In an August report, UNICEF introduced the Children’s Climate Risk Index to provide insight into the climate risk from a child’s perspective and the specific vulnerabilities faced by young people to events resulting from climate change. Soon after, Save the Children published Born into the Climate Crisis, a report outlining the intergenerational impact of climate change and its infringement on children’s rights.
The report calls for the recognition of children as equal stakeholders and principal key agents of change, with child-friendly mechanisms and platforms necessary to facilitate formal engagement in climate policy.
The research published by both organisations shows that children have contributed the least to climate change but stand to lose the most, and those in low- and middle-income countries face the greatest consequences of environmental damage.
With COP26 comes a meaningful avenue for the inclusion of children and young people's voices and views.
The Conference of Youth (COY16) takes place from 28 to 31 October, preparing young people for participation in COP26 and giving them a voice in the climate negotiations of the Conference.
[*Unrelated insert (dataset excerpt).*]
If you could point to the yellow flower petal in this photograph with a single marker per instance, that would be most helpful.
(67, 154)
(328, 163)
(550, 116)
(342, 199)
COP26 itself offers teaching materials to discuss climate change in the classroom, with the ambition of engaging young people in discussions on the climate emergency from an early age.
The Conference also brings opportunities for children in Glasgow to get involved directly with matters of sustainability and the environment.
To form a ‘living legacy’ of COP26, eight Wee Forests will be planted in Glasgow spaces, led by Earthwatch and NatureScot. On land donated by Glasgow City Council, each forest will include 600 densely packed native trees that will become home to over 500 plant and animal species in its first three years.
The project provides rich opportunities for young people to engage with the environment, improving access to green spaces in the city. These new spaces offer children a place to play, and equip young people with the knowledge and skills needed to protect the environment and inspire climate action.
The Wee Forests will have lasting connections with children in Glasgow, as Earthwatch plans to involve young people in collecting scientific data to assess the forests’ environmental benefits and their impact on the wellbeing of people in the local area.
With COP26 just around the corner, engaging young people in climate emergency discussions and negotiations is instrumental to their future, and the Conference brings with it a wealth of opportunities to galvanise a young generation towards action.